And she still found the time to raise two children. How? To Daley, the secret was not work-life balance, but work-life integration.
“The whole work-life perspective came from the Leave It To Beaver days when you went to your job in the morning, got there at 8:30-9, came home at 5 and the job stayed there. It was separate. My work and life have always been intertwined,” she says. “My kids came with me to the office when they were little. I had a drawer of toys in my office. They saw that I love what I do.”
And while she’s made her name mixing it up in downtown Minneapolis, she and her husband—a lawyer himself—live in Medina, which is plenty Lewiston to her. “Oh it’s my little piece of heaven. We have seven acres. I am blessed because I get to have the best of both: my career in the city, and my big garden,” Daley says.
Travel is important. She and her family have visited all seven continents, and went to New Zealand last Christmas. (She loved Hobbiton.) Still, she makes sure she’s never out of contact with clients. “I’ve taken conference calls while sitting on a boat in the Nile,” she says. “There’s a tremendous amount of freedom that we have with the technology. But you have to view it as freedom and not a burden.”
Daley’s on Sheryl Sandberg’s side in the leaning in debate concerning female business leaders. “I think she’s right on—if you sit back and just wait for somebody to touch your shoulder and say, ‘You are ready,’ it may never happen,” she says.
Still, she counsels women to be aware of gender stereotypes. Not to accept them—to know how to not let them stop you.
“There are studies that show that the acceptable range for female behavior is much more narrow than it is for men. For instance it’s more acceptable for a man to yell than a woman,” she says. “You just have to take that into consideration. You have to be assertive, but figure out [you have to] deal with that reality, and figure out what works for your personality.”
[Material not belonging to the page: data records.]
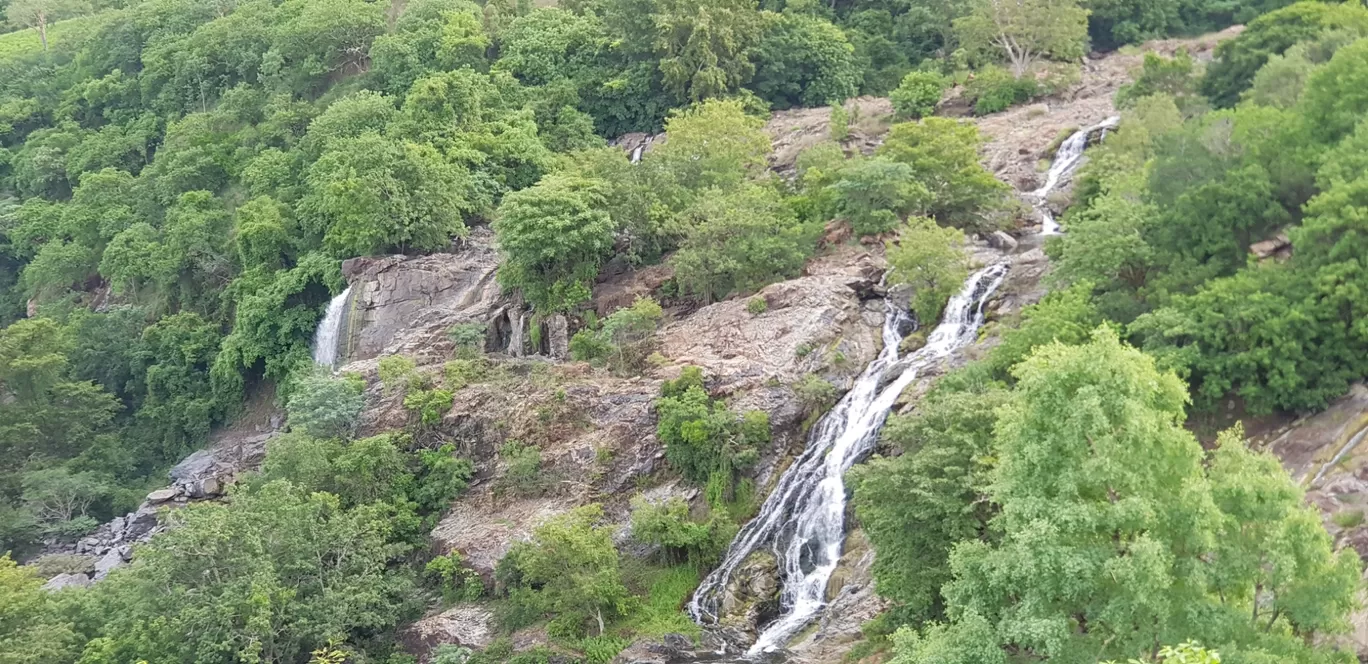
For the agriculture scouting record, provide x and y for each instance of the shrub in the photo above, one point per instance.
(624, 340)
(398, 374)
(456, 581)
(430, 404)
(839, 125)
(521, 470)
(326, 407)
(703, 440)
(996, 89)
(917, 96)
(468, 338)
(461, 373)
(816, 393)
Daley, who is proficient in health care litigation, federal and state regulatory matters and consumer protection standards is onto another big patent case for Arctic Cat right now, this one a dispute with Bombardier Recreational Products. It again concerns snowmobile technology. It’s another dense, technical, Excedrin bottle of a case. But at this point, this is what we know: Both sides have their arguments and their lawyers. But Arctic Cat also has a Swiss Army knife.